To support global-scale assessments that are sensitive to agricultural land use, the global data set of Monthly Irrigated and Rainfed Crop Areas around the year 2000 (MIRCA2000) was developed by the author. With a spatial resolution of 5 arc-minutes (approximately 9.2 km at the equator), MIRCA2000 provides for the first time, spatially explicit irrigated and rainfed crop areas separately for each of the 26 crop classes for each month of the year, and includes multi-cropping. The data set covers all major food crops as well as cotton, while the remaining crops are grouped into three categories (perennial, annual and fodder grasses). Also for the first time, crop calendars on national or sub-national level were consistently linked to annual values of harvested area at the 5 arc-minutes grid cell level, such that monthly growing areas could be computed that are representative for the time period 1998 to 2002.
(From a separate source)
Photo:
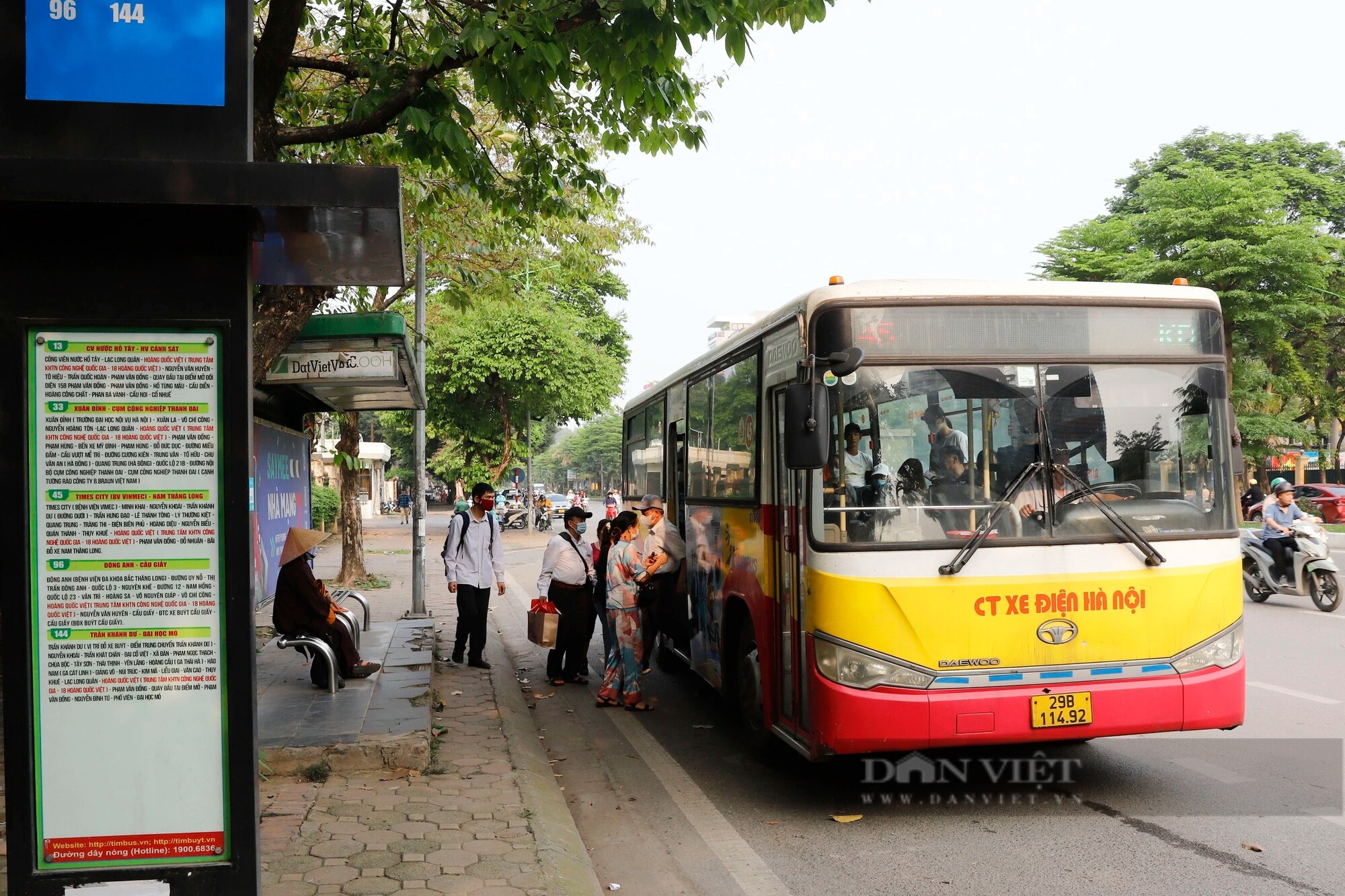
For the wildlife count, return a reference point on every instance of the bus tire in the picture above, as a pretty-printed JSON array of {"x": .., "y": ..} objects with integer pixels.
[{"x": 748, "y": 698}]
The downscaling algorithm maximizes the consistency to the grid-based input data of cropland extent [Ramankutty et al., 2008], crop-specific total annual harvested area [Monfreda et al., 2008], and area equipped for irrigation [Siebert et al., 2007]. In addition to the methodology, this dissertation describes differences to other datasets and standard scaling methods, as well as some applications. For quality assessment independent datasets and newly developed quality parameters are used, and scale effects are discussed.
Supplementary Appendices document crop calendars for irrigated and rainfed crops for each of the 402 spatial units (Appendix I), data sources of harvested area and of cropping periods for irrigated crops, country by country (Appendix K), as well as data quality parameters (Appendix L, including spreadsheet files).